La mujer cruzó la mirada con Annika.

– ¿Sabe cuánta gente murió en Bosnia durante la guerra?

– Pero ahora no está allí. Ahora hablamos de algo que ha sucedido en el Frihamnen, Estocolmo.

– ¿Y piensa que por eso hay alguna diferencia?

Las dos mujeres se miraron en silencio. Aquellos ojos encendidos por la fiebre habían visto demasiado. Fue Annika la primera en desviar la mirada.

– Quizá no -dijo-. ¿Por qué los mataron?

– ¿Qué es lo que sabe? -preguntó Aida, de Bijelina.

– No mucho más de lo que ha salido en el periódico. Que los hombres probablemente fueran serbios, al menos tenían ropa serbia. No se encontraron documentos de identidad, ni huellas digitales. La Interpol ya se ha puesto en contacto con Belgrado. Y la policía la está investigando.

– ¿Me buscan? -La pregunta fue como un disparo.

Annika miró atentamente a la mujer.

– No lo sé -dijo finalmente-. Creo que sí. ¿Por qué no se pone usted misma en contacto con ellos y se lo pregunta?

La mujer la miró desde las brumas de su fiebre.

– No lo comprende. Ya conoce mi situación. No puedo hablar con la policía. Al menos no de momento. ¿Qué saben del asesino?

– El crimen organizado, según la policía.

– ¿Y el motivo?

– Algún tipo de ajuste de cuentas, como se decía en los periódicos. ¿Realmente sabe algo de todo este asunto?

Aida Begovic, de Bijelina, cerró los ojos y descansó un rato.

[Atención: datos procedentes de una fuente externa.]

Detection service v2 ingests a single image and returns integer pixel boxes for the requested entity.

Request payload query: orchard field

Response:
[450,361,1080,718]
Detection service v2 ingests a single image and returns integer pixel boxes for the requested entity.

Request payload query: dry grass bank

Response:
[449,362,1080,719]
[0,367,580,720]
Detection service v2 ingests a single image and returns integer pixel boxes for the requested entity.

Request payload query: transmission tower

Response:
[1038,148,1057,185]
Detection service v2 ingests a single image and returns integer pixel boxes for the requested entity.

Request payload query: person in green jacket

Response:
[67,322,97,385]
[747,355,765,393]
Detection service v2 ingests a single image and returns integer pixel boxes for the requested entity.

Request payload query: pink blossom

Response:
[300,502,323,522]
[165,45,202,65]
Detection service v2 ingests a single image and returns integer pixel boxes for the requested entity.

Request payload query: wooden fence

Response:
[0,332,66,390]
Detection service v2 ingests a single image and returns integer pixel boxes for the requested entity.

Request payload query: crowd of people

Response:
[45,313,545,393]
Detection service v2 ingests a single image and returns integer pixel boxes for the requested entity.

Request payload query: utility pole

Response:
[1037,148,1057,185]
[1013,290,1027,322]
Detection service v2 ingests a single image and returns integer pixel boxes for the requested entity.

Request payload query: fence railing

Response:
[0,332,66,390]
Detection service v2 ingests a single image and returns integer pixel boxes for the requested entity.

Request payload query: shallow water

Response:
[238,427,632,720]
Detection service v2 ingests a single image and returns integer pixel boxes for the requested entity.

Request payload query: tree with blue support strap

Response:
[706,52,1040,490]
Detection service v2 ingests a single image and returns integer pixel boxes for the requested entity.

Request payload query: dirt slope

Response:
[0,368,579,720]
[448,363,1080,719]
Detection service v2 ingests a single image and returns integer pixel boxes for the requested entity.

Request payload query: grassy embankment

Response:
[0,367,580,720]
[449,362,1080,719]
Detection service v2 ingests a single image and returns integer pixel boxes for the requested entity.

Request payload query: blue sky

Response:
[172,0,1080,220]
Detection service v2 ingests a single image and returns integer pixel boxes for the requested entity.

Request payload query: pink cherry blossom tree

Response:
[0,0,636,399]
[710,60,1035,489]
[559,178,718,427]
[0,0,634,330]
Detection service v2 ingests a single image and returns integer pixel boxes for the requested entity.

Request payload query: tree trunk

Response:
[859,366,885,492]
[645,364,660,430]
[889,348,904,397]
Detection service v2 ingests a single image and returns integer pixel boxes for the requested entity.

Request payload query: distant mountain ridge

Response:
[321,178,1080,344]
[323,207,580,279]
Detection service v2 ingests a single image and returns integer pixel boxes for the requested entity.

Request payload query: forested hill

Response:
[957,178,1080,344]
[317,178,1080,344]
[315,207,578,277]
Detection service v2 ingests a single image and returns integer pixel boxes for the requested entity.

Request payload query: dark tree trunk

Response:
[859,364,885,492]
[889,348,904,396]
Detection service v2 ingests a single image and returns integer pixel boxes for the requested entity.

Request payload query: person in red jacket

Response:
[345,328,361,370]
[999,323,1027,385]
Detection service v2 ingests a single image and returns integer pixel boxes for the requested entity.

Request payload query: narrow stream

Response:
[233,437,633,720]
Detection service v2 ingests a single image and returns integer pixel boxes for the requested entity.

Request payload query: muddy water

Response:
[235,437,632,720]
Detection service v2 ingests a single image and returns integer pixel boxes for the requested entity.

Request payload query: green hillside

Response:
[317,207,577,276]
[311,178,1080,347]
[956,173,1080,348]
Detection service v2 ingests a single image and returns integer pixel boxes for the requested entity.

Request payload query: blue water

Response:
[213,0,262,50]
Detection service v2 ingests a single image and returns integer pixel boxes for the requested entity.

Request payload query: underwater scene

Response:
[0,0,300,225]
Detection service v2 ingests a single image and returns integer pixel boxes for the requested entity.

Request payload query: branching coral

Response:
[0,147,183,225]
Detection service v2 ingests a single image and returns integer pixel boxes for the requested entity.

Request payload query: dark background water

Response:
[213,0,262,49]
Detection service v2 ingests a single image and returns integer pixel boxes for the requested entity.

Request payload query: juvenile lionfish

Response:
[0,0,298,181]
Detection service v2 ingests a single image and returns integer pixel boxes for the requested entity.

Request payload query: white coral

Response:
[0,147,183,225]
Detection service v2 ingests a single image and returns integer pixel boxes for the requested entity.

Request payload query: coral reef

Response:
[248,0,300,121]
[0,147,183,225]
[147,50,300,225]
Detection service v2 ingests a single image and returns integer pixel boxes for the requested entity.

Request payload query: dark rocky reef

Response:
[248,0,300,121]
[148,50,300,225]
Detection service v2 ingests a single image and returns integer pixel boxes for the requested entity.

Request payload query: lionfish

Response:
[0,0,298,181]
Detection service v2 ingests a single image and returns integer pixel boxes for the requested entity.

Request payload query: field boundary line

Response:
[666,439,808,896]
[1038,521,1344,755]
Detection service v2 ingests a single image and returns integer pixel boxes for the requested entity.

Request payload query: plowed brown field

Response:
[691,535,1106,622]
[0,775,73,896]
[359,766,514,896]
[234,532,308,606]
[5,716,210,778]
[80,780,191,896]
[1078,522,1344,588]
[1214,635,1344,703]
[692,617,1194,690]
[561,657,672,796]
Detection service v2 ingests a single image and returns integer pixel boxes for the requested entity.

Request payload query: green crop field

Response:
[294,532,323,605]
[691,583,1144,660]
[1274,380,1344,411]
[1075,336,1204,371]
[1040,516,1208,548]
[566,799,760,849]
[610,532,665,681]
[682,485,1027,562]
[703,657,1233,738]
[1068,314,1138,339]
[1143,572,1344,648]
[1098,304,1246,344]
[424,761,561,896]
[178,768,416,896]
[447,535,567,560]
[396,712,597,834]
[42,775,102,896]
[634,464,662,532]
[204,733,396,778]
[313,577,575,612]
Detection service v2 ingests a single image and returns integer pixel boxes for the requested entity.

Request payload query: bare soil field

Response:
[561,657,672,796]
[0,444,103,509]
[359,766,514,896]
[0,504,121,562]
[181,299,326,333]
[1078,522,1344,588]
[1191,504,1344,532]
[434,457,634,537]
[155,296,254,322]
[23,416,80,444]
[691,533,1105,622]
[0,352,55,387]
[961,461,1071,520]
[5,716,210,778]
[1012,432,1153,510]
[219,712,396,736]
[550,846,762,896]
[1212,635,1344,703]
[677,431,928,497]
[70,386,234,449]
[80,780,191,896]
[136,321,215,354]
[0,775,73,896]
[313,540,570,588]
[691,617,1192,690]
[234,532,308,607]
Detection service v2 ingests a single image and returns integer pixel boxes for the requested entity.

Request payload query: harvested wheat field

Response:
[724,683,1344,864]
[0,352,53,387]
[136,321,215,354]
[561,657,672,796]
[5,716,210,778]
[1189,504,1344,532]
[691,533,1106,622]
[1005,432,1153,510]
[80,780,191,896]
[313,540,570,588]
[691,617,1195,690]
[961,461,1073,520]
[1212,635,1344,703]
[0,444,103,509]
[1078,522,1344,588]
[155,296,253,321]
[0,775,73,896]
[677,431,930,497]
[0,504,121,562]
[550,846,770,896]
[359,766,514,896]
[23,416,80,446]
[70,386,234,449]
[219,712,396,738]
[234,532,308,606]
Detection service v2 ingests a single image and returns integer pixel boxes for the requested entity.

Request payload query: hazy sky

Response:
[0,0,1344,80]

– No le diga a nadie que ha hablado conmigo.

– No se preocupe -respondió Annika-. Está protegida por el secreto profesional, que asegura la confidencialidad de las fuentes de información. Las autoridades no pueden tratar de averiguar quién es usted a través de mí. Va contra la ley sueca.

– No lo entiende, esto podría resultar muy peligroso para usted. No puede escribir sobre lo que yo le he contado: si lo hace, ellos se darán cuenta de que usted lo sabe.

Annika miró detenidamente a la mujer, vaciló, no respondió, no quería prometer nada. La mujer se apoyó nuevamente en las almohadas.

– ¿Ha estado allí? ¿Ha visto los camiones, junto al mar?

Annika asintió.

– Falta uno -dijo Aida de Bijelina-. Un camión lleno de cigarrillos, no sólo escondidos bajo el suelo, sino toda la carga. Cinco millones de cigarrillos. Cinco millones de coronas.